The novel centres around Suttee (‘Sati’), an Indian born girl who had lost her lesbian lover Pao (‘Tao’) to a religious terror group. Suttee has grown up seeing how the religion she grew up in, along with other natural religions, was destroyed by a ‘One God, One Truth and One Earth’ religion of Unist Fathers. A global monotheistic theocracy arises. However the religious structure soon falls with the intervention of ancestral aliens federation - Hainish Ekumen (Hainish - Ekumen is part of the larger universe common in the fantasy-scifi of Le Guin). Though Unists do not like Ekumen, the change becomes inevitable. Soon the monolith created by the Unists crumbles and devolves into numerous competing as well as mutually opposing religious terrorist cults - but all rooted in ‘One True God’ theology. Meanwhile democracy returns and Hainish education centres increase.
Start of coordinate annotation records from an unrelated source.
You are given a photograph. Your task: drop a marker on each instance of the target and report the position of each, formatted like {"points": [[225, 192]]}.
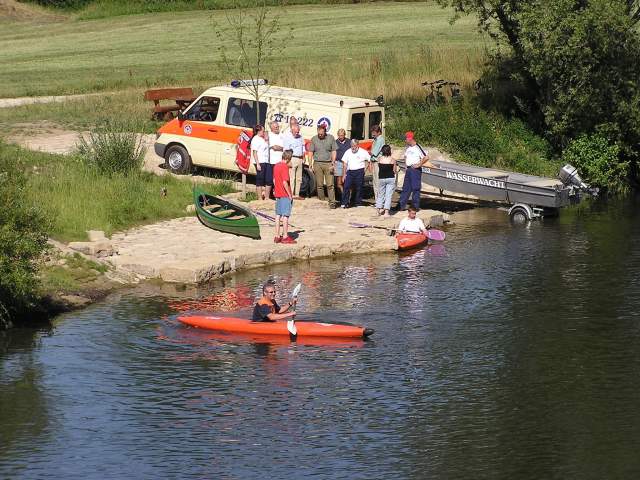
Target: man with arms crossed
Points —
{"points": [[275, 151], [293, 141], [284, 198], [354, 161], [323, 148], [415, 159], [260, 157], [376, 148]]}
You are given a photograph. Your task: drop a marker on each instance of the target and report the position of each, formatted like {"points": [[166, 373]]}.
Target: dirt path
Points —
{"points": [[16, 102]]}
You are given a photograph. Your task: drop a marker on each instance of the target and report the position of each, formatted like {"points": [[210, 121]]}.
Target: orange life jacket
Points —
{"points": [[243, 154]]}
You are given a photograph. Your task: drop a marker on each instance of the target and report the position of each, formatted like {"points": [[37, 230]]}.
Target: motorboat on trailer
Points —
{"points": [[527, 196]]}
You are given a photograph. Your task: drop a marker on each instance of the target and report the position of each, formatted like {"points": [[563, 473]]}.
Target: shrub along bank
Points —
{"points": [[473, 135]]}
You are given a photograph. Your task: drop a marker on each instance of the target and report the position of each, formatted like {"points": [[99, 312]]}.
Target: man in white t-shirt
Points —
{"points": [[293, 141], [275, 149], [260, 158], [411, 224], [415, 159], [354, 161]]}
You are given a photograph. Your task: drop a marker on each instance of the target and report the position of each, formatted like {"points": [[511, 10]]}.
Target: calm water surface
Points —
{"points": [[514, 353]]}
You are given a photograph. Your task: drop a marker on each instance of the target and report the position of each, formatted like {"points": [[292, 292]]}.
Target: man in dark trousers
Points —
{"points": [[415, 158]]}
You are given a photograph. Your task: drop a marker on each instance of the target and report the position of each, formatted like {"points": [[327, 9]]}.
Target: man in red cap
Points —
{"points": [[415, 159]]}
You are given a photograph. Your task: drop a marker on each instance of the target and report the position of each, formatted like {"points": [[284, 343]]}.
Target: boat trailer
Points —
{"points": [[528, 197]]}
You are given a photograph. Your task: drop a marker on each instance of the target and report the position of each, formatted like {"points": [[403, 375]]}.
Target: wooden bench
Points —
{"points": [[182, 97]]}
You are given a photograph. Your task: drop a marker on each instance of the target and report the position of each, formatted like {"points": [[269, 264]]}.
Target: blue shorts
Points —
{"points": [[264, 177], [283, 206]]}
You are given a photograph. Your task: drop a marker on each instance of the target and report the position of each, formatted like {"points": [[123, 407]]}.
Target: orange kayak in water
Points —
{"points": [[304, 329], [410, 240]]}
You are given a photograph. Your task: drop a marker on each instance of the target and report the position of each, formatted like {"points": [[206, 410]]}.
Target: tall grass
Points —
{"points": [[95, 9], [475, 136], [77, 198], [362, 49], [115, 148]]}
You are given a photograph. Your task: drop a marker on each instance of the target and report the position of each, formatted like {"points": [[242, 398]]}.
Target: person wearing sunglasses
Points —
{"points": [[268, 310]]}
Suttee is a scholarly product of these institutions in Terra. Now she goes on a mission to another world – Aka – to knowledge-mine their natural religious system and culture. In Aka she discovers a situation that very much resembles the Unist religion eliminating natural religions in her own planet. A singular ideological state is waging a war like inquisition against the natural traditions evolved in the planet. With the knowledge she had gained from her Terra based Hainish education, she tries to comprehend the natural system of Aka and through her eyes the story unfolds.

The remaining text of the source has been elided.